# 11/3 Spur and Nipple Report



## dpewitt (Oct 26, 2007)

Left Harborview at 6:45 with a cooler full of ballyhoo in 47 degrees.... Made it down to the North end of the Spur. Water was 74 and cloudy blue. I use Ripcharts but no real data for the past few days due to cloud cover but thought the "good water" would still be there. Nothing going at Spur so headed back north a bit to where we saw scattered grass earlier. 

Found scattered weedline about 10 miles East of the Nipple so put lines in. Pretty snotty and very choppy so not easy for me and the girlfriend but we made it work. Water there was cloudy blue but had flying fish and tons or turtles and tripletail and the line as about 2 miles long.

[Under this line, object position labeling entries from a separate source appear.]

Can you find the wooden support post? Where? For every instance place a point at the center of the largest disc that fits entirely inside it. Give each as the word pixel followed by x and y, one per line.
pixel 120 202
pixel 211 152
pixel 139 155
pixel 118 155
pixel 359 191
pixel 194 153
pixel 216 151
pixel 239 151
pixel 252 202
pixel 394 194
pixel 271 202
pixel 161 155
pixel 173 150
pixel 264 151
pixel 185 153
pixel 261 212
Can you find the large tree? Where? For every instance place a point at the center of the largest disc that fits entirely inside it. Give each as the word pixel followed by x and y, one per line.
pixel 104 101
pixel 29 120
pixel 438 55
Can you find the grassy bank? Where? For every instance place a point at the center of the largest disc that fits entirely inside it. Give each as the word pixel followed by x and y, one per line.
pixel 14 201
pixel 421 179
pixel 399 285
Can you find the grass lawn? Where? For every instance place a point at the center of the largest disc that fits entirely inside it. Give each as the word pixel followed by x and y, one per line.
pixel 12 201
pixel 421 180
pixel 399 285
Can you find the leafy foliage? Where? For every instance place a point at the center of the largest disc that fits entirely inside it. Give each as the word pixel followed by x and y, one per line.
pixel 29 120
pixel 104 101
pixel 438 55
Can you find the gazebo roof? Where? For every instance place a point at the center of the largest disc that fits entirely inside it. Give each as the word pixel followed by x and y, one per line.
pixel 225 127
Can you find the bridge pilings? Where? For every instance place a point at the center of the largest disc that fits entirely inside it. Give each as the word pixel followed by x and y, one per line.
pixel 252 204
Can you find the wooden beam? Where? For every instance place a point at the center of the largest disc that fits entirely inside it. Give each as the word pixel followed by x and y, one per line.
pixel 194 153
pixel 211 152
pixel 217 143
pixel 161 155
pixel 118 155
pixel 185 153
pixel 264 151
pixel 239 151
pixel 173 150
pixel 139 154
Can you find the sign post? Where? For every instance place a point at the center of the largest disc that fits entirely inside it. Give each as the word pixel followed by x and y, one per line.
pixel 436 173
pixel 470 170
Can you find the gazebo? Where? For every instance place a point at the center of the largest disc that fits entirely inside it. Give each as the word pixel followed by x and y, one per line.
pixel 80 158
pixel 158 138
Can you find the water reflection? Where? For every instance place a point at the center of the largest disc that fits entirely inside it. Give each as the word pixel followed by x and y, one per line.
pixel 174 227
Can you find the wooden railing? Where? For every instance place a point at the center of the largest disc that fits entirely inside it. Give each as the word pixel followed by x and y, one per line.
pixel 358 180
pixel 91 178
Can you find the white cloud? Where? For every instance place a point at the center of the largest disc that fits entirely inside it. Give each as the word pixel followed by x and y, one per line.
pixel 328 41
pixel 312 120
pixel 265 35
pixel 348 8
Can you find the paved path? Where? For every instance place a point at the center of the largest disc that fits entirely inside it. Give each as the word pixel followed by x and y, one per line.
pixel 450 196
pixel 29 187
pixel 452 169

Ended up with one big knockdown, 0/1 wahoo and lost a mahi about 10 feet from the gaff....damn.... Oh well great day on the water and probably our last offshore until next year.


----------



## Bill Me (Oct 5, 2007)

Thanks for the report. Looks like it will be pretty sporty out there this week.


----------



## BlueH20 (Jul 9, 2018)

We bottm fished the edge south of OB about 40 miles out. To many red snapper to count a few massive sharks and huge Bliners. Great weather, water was nice but not true blue.


----------



## Jason (Oct 2, 2007)

Glad ya had a good time with your gal friend, even though no fishies were damaged in this episode....hahaha We all have bad days fer sure!


----------



## panhandlephinsphan (Aug 25, 2008)

Thanks for the report. Still hoping for one or two more trips before we head to the rigs for the winter.


----------